Let's talk about the B-word. No. Let's talk about the C-word.
Let's talk about the fact that there's an armed guard in front of the Orpheum protecting folks with families who spend their days booking Broadway shows, coordinating the High School Musical Awards, developing concert programs, planning summer camps and curating a popular film series. That's a dangerous job now, apparently, and media — local and otherwise — only add fuel to the fire by misrepresenting what happened there this week when it was announced that, after a good, 34-year run, the Downtown playhouse would drop Gone With the Wind from its popular Summer film series. No matter what you may have read at The Commercial Appeal's website this week, nothing has been banned in Memphis. Not Gone With the Wind or anything else. The word "banned" implies a kind of authority the good folks at the Orpheum just don't have over the distribution and screening of media in Memphis. Any mainstream media that uses that word chooses to pour fuel on a fire that, judging from the presence of the guard out front, may get somebody —probably not the author or editor — burned.

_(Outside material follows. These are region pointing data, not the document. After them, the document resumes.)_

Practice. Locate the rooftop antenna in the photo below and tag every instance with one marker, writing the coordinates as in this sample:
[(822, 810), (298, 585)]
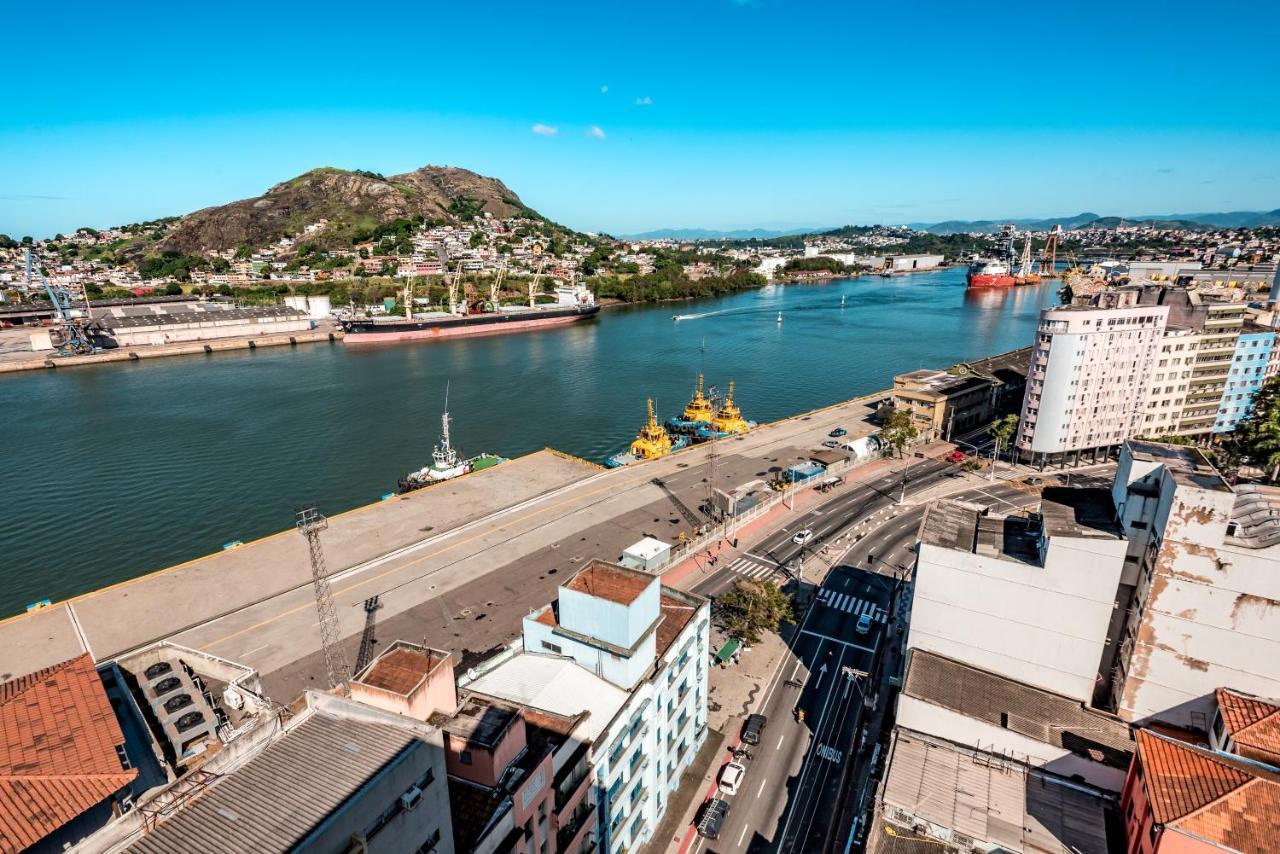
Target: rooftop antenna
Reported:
[(311, 521)]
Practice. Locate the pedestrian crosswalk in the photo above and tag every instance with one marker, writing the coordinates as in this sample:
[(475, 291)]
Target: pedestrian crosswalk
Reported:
[(851, 604), (750, 569)]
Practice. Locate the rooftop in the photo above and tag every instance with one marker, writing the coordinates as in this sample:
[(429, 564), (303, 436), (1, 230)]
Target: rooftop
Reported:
[(1223, 799), (58, 758), (992, 799), (401, 667), (611, 581), (1187, 465), (1252, 722), (1070, 511), (554, 684), (481, 721), (1022, 708), (677, 610), (279, 797)]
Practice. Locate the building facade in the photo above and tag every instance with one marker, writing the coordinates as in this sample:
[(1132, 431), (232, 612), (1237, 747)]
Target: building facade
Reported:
[(634, 654), (1248, 371)]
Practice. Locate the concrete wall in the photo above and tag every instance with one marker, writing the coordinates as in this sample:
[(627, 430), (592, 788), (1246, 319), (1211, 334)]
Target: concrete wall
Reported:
[(1040, 625), (609, 621)]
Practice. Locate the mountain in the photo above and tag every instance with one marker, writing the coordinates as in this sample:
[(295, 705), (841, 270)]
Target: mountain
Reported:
[(992, 225), (353, 204), (713, 234), (1232, 219), (1229, 219)]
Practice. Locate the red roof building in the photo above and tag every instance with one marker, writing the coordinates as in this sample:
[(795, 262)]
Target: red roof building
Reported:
[(60, 752), (1247, 725), (1180, 799)]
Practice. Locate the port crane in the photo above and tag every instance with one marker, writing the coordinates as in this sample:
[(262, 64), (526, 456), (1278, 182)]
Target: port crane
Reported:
[(533, 283), (73, 338), (494, 286), (1048, 255)]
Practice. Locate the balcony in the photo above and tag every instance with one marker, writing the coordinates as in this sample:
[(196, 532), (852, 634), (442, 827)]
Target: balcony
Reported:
[(576, 829)]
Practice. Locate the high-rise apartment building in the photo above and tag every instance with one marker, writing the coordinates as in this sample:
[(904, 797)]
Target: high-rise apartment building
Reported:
[(1137, 361)]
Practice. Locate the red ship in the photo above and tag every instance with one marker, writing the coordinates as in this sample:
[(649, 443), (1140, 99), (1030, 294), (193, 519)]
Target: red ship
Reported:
[(987, 273)]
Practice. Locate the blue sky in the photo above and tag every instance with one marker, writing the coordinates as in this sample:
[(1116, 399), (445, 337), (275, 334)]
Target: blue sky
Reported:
[(629, 117)]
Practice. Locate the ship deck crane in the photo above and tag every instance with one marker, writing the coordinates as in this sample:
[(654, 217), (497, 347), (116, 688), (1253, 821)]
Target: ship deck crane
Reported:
[(1048, 255), (533, 283), (453, 288), (73, 337)]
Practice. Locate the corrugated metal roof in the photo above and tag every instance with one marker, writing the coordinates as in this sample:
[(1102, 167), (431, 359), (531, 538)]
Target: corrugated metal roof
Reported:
[(996, 802), (1018, 707), (279, 797)]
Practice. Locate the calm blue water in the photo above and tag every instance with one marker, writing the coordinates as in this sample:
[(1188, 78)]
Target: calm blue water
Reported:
[(113, 471)]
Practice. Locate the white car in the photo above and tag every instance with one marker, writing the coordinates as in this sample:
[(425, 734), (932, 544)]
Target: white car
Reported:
[(731, 777)]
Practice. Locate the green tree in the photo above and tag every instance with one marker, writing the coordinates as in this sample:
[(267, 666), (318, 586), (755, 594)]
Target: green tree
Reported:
[(1258, 433), (897, 429), (750, 608), (1004, 430)]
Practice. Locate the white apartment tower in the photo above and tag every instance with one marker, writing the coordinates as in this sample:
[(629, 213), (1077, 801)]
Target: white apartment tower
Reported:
[(1089, 375)]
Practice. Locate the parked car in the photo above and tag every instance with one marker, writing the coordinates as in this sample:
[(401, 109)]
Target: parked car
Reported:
[(731, 777), (713, 818), (753, 727)]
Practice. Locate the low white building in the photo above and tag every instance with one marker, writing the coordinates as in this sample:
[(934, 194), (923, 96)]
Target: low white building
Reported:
[(634, 654), (1028, 598)]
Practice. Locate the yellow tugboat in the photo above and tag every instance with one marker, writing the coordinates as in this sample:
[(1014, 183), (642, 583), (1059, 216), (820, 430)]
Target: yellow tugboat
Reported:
[(650, 443), (696, 416), (728, 419)]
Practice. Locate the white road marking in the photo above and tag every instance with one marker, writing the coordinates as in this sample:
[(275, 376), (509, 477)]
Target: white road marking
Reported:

The Orpheum did what every cultural institution in the country does every single day. The staff made a curatorial decision — a decision that would be valid even if Gone With the Wind wasn't controversial. Why should Gone With the Wind be a tradition and not Selma? Or Bambi or The Big Lebowski for that matter? Why should there always be room for Gone With the Wind and never room for Faulkner's Intruder in the Dust, which is more regionally appropriate, and tells a different and more vital story of the American South than the blazing, over-the-top romance of Gone With the Wind.
Never heard of Intruder in the Dust you say? This is why we curate. We also curate because culture shifts, what's relevant now may not be relevant 5-minutes from now. And relevant or not, a 4-hour film like GWTW is ultimately a less valuable investment for theaters like the Orpheum than a 90-minute flick that also sells out. Mad Max: Fury Road, for example, would save the Orpheum two full hours-worth of overhead on everything from labor to utilities.
So many popular films have been made since 1939, and there are only so many slots on the Orpheum's Summer series. While there's nothing wrong with reviving popular films, there are too many great films to choose from to guarantee any one a permanent spot on any lineup. Unless, of course, that film somehow speaks to a community's identity and has a renewing effect for those who attend. If Gone With the Wind is that film, what does it say about our community?
What fresh bullshit is this?
Let's also take a minute to talk about propaganda like this article that begins with an admission by the author that, in 2014, he warned everybody that the Left would ban Mel Brooks' Blazing Saddles — a paranoid fantasy that hasn't, and isn't likely to come to pass anytime soon. His proof: OMG Look what happened to Disney's Song of the South!
The stat, referenced by Alt-Right-friendly Breitbart, comes from a 75th-Anniversary survey by YouGov.com, a digital polling site described here as, "An online global community of people who like to share their views and opinions on life... marketed more towards individuals who wish to express their opinions about current events and controversial topics." It's an "opinions for prizes" shop so we're looking at a self-selecting sample in a celebratory context, and maybe not an accurate, contextualized example of community opinion. The money quote:
"If there is one last bastion of racism still accepted in America, it is the racial condescension we always see from the left, this constant treating of minorities, especially blacks, as children who are unable to deal with a statue or a word or a movie."
The problem here is pretty basic — and ironic. Unlike the practically homogenous Right, fighting to uphold this film and its paternalistic race narratives — the Left is made of minorities as sure as Soylent Green (another slot-worthy film) is made of people.
There's an even bigger problem with this kind of hysterical, and historically unsupported crankmongering. Let's forget how easily this rhetoric comes apart by inserting nouns like Watermelon and Fried Chicken in place of Gone With the Wind in the headline, and for the sake of argument, let's accept Breitbart's highly questionable stats at face value. Let's allow that 73% of African-Americans do, in fact, love Gone With the Wind so much they want to marry it and have its babies, whether they know anything about birthing or not. So what? That stat doesn't mean the film's cultural value merits a guaranteed slot on any Summer film series any more than any other classic or popular film. It's a meaningless number used in the service of specious rhetoric.
Did I mention that there's an armed security guard in front of the Orpheum? Because there is. Because the folks over there made what should be the kind of uncontroversial curatorial decision that is 100% their's to make. Whether it's in light of the tragedy in Charlottesville, or just because it's Tuesday. Now people feel endangered because this vintage playhouse — a true Southern cultural treasure — wants to mix things up, expanding its offerings and its audience in the process. It's bad enough that propaganda organs like Breitbart have become so influential. But it's shameful when local media turns up the pressure by reenforcing false narratives with badly chosen language.
UPDATE: To be fair as I can be the CA's John Beifuss has done great work all around. The CA's issues stem from Gannett and a culture defined by consolidation not community.